C'est ainsi que l'on met l'ancêtre de la famille à l'asile et pour ce qui est du chien on l'amènera en un endroit éloigné, on ouvrira la portière et on lui dira, sors, Tobi, va jouer un peu. Alors le maître accélèrera et s'éloignera sans même regarder dans son rétroviseur. Libéré de ce put... de chien.

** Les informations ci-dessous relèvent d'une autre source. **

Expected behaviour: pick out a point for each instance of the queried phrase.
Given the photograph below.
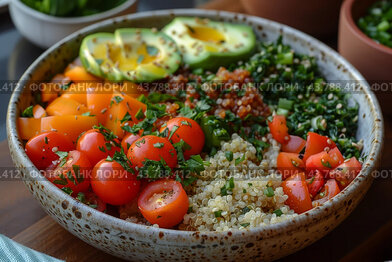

Vous souvenez-vous de cette annonce terrible, un chien abandonné au milieu de la route, sous la pluie, le regard triste et fatigué sous la pancarte où était écrit: Lui, le ferait-il? C'est sûr. Lui, ne le ferait jamais, mais une bonne partie d'entre nous, si. Et même vous, respectable lecteur qui lisez "El Semanal" en ce moment, vous venez de le faire. Et vous savez ce que je vous dis? Et bien que, pour être ainsi, je vous souhaite une bonne indigestion avec cette paella de vingt mille pesetas que vous allez vous mettre dans la panse ou de vous étouffer avec ce canard, pauvre lâche. Car puissent les hommes avoir ne serait-ce qu'une once de la loyauté et du courage qu'ont ces chiens au coeur pur. Je ne me souviens pas de qui a dit que plus on connait les hommes et plus on aime son chien; mais c'est sûr. Qu'il s'agisse du vôtre, du mien ou de tout autre chien.